Answer
$f\left( {x,y,z} \right) = z{{\rm{e}}^{{x^2}}}$ is a potential function for ${\bf{F}} = \left( {2xz{{\rm{e}}^{{x^2}}},0,{{\rm{e}}^{{x^2}}}} \right)$.
Work Step by Step
Suppose that $f$ is a potential function for ${\bf{F}}$. Then, $\nabla f = {\bf{F}} = \left( {2xz{{\rm{e}}^{{x^2}}},0,{{\rm{e}}^{{x^2}}}} \right)$.

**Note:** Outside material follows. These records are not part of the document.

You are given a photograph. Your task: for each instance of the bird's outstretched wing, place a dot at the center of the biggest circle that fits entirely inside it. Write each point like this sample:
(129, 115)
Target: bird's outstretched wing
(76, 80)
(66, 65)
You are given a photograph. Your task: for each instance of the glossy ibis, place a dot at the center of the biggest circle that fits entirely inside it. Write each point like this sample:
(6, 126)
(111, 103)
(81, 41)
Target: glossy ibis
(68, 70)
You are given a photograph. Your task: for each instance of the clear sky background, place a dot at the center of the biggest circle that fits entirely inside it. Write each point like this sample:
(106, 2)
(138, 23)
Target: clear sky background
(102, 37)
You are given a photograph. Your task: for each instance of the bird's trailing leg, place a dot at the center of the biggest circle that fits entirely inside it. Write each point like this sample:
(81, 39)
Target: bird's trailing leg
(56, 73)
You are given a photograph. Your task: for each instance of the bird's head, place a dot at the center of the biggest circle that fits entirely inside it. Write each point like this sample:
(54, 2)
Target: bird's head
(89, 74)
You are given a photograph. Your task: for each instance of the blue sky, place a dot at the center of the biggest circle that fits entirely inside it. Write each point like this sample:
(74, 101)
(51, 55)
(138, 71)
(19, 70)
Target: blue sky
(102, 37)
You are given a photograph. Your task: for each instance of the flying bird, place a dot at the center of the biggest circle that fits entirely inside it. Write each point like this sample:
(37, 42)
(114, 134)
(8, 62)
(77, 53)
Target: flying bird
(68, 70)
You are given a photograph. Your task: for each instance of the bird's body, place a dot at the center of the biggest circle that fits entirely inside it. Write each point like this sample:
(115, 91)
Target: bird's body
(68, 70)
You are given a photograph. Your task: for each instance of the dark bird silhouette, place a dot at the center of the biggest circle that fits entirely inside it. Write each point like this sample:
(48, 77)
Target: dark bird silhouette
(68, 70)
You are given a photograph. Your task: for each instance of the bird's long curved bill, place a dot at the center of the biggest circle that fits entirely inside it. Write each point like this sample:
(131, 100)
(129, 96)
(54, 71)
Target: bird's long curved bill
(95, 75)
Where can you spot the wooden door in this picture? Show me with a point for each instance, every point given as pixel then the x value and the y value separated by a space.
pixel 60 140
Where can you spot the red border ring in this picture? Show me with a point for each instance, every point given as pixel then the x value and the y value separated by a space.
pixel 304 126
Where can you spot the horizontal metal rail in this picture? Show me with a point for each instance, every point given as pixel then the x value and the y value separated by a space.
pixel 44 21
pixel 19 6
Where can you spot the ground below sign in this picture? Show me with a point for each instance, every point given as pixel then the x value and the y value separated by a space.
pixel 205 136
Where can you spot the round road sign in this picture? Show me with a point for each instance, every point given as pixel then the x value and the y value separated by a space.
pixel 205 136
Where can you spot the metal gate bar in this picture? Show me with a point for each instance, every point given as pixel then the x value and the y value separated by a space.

Since $\nabla f = \left( {\frac{{\partial f}}{{\partial x}},\frac{{\partial f}}{{\partial y}},\frac{{\partial f}}{{\partial z}}} \right)$, so
(1) ${\ \ \ \ \ }$ $\left( {\frac{{\partial f}}{{\partial x}},\frac{{\partial f}}{{\partial y}},\frac{{\partial f}}{{\partial z}}} \right) = \left( {2xz{{\rm{e}}^{{x^2}}},0,{{\rm{e}}^{{x^2}}}} \right)$
There exists a function $f\left( {x,y,z} \right) = z{{\rm{e}}^{{x^2}}}$ such that equation (1) is satisfied:
$\frac{{\partial f}}{{\partial x}} = 2xz{{\rm{e}}^{{x^2}}}$, ${\ \ \ \ }$ $\frac{{\partial f}}{{\partial y}} = 0$, ${\ \ \ \ }$ $\frac{{\partial f}}{{\partial z}} = {{\rm{e}}^{{x^2}}}$
So, $f\left( {x,y,z} \right) = z{{\rm{e}}^{{x^2}}}$ is a potential function for ${\bf{F}} = \left( {2xz{{\rm{e}}^{{x^2}}},0,{{\rm{e}}^{{x^2}}}} \right)$.